After just a handful of blink-and-you’ll-miss-it appearances throughout two hours of running time, you’ll barely be able to tell that Gus Kenworthy is one of the 16 contestants on the new reality competition “Special Forces: World’s Toughest Test.”
Which makes him, for the first episode, one of the lucky ones.
It’s a show built around the premise: “What if we took the most grueling military exercises known to man and inflicted them on Dr. Drew?” In its premiere episode, “Special Forces” combines base-level armed-forces worship with a discomforting sense of voyeurism to produce one of the most distressing reality TV series in quite a while.
If the first episode is any indication of how the show will play out, the less screen time Kenworthy gets, the better off he’ll be.
There are a few fleeting glimpses of the Olympian as the series begins, but each one is cut so quickly, it feels like Fox hired Michael Bay to personally edit the Kenworthy footage.
His noteworthy appearance in the first 90 minutes features one of the Special Forces staff barking out, “What I want you to do right now is strip!” Immediately, the director cuts to Kenworthy’s first close-up as he goes shirtless.
That is the high point of the episode.
“Special Forces” attempts to set up a back story for most of the contestants, with several of them explaining the life lessons they hope to learn by putting themselves through this challenge.
But despite their best efforts to convince us that they’re trying to use the “Special Forces” training to discover a sense of accomplishment or become a better person, the message that comes across from many of the people most-featured in this first episode is “I just really want to be on TV.”
Kenworthy doesn’t even rate a single talking-head segment despite being the only out gay contestant attempting Special Forces military exercises.
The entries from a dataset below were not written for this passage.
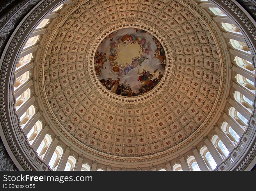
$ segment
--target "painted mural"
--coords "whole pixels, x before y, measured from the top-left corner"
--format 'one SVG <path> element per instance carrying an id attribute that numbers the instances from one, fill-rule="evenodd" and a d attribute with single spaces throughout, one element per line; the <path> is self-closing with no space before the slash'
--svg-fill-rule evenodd
<path id="1" fill-rule="evenodd" d="M 154 88 L 163 77 L 166 64 L 159 41 L 149 33 L 134 28 L 109 35 L 97 49 L 94 61 L 102 85 L 111 92 L 129 97 Z"/>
It wouldn’t take much to create a narrative of his achievements serving as a rebuke of “Don’t Ask, Don’t Tell.” Perhaps a future episode might even go there.
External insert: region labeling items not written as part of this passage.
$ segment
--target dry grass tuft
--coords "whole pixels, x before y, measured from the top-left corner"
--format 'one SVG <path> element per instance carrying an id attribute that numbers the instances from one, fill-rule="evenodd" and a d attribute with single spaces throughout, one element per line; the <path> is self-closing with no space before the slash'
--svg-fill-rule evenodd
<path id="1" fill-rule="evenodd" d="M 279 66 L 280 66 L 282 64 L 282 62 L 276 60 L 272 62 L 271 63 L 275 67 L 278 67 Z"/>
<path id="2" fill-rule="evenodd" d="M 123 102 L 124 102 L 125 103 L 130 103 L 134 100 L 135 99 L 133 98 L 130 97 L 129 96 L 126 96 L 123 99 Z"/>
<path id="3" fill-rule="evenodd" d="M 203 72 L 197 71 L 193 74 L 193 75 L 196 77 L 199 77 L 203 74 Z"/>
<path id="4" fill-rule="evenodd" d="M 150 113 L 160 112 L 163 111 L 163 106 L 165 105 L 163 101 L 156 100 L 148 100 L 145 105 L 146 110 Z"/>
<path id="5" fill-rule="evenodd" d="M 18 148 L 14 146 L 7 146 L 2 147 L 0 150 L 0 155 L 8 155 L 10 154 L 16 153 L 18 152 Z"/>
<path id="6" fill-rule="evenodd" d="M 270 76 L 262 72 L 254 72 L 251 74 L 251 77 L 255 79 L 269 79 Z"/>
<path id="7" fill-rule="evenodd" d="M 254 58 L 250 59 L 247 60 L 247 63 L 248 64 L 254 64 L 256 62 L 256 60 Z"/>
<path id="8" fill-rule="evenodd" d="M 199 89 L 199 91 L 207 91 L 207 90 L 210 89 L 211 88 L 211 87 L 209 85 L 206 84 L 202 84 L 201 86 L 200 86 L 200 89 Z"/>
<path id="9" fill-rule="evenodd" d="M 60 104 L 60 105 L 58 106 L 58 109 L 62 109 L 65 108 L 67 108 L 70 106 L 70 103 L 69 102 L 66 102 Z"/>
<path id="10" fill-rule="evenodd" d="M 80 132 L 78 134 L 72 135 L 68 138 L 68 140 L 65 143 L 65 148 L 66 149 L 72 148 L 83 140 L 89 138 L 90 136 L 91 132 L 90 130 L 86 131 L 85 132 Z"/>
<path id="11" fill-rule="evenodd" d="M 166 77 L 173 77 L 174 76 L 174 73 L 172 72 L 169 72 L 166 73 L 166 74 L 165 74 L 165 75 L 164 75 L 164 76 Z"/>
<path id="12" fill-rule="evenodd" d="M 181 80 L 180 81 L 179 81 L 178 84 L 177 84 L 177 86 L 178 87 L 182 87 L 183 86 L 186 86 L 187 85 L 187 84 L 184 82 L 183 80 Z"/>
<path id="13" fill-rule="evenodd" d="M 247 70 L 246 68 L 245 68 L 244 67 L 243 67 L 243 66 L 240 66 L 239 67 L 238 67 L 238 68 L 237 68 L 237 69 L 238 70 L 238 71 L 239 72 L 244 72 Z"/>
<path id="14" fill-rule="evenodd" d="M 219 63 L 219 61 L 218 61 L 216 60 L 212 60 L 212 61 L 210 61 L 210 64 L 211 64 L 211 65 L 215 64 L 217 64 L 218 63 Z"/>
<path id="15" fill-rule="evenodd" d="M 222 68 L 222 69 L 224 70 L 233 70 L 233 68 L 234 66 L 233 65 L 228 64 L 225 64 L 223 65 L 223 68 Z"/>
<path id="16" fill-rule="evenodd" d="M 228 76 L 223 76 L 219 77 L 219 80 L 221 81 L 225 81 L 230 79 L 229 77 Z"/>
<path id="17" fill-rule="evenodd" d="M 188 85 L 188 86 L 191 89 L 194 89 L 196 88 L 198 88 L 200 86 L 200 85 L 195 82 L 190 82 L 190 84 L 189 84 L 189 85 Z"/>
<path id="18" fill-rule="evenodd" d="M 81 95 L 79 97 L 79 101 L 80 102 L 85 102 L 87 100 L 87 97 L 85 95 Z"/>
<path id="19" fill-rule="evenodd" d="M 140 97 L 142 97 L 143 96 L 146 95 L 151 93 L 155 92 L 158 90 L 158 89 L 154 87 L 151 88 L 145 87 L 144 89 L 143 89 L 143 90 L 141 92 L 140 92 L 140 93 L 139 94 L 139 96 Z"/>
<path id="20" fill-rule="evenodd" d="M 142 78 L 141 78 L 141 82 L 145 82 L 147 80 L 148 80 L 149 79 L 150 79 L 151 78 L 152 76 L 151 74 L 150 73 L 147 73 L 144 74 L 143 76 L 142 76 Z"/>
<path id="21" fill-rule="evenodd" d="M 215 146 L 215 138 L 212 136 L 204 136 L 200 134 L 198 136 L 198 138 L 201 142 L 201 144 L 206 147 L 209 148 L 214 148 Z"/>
The Navy SEAL and Marine staff are played up as all-knowing demigods whose accomplishments in the field of battle are the only ones of any worth.
In the face of their military superiors, the series takes every opportunity to make star athletes like Kenworthy, Mike Piazza and Dwight Howard look like fools and frauds. This is probably meant to set up learning moments and redemption arcs down the line, but given the abusive nature of each challenge, it just feels like we’re watching each celebrity being tortured for having human faults and emotions.
While “Special Forces” wants to present itself as a heroic story, I personally find more heroism and inspiration in 30 seconds of HBO’s traveling-drag-queen reality show “We’re Here.”
Finally, 90 minutes into the episode, Kenworthy earns a passing mention as he completes a challenge crossing over a 300-foot ravine on two pieces of rope. The fact that his success is treated fleetingly, while Howard’s failure is given several minutes of screentime, shows what the show is all about.
He could’ve fared worse. Spice Girl Mel B and Jamie Lynn Spears have their personal traumas turned into painfully cringe-worthy and exploitive reality show “moments.” Spears is even forced to delve into her tragedy with the SEAL and Marine staff after she fails yet another extreme challenge.
While the series seems to say the contestants can solve their life’s problems by engaging in difficult tasks like diving backwards out of a helicopter, I think I’d just choose therapy.
Hopefully the buzz Kenworthy generates in future episodes of “Special Forces” will help him land more work as he pursues an acting and media career. As his social media demonstrates, he’s a fun and likable camera presence who’s wasted on the premiere of such a self-serious and joyless reality show.
At the end of the premiere, one of the “coming up next week” clips depicts Kenworthy being berated by the staff. And although no one wants to see him harangued like that, hopefully that’s a harbinger that “Special Forces” will give him more airtime in the weeks to come.
After all, he’s one of the few who succeeded at a challenge and his story as an extreme sports barrier breaker deserves to be told.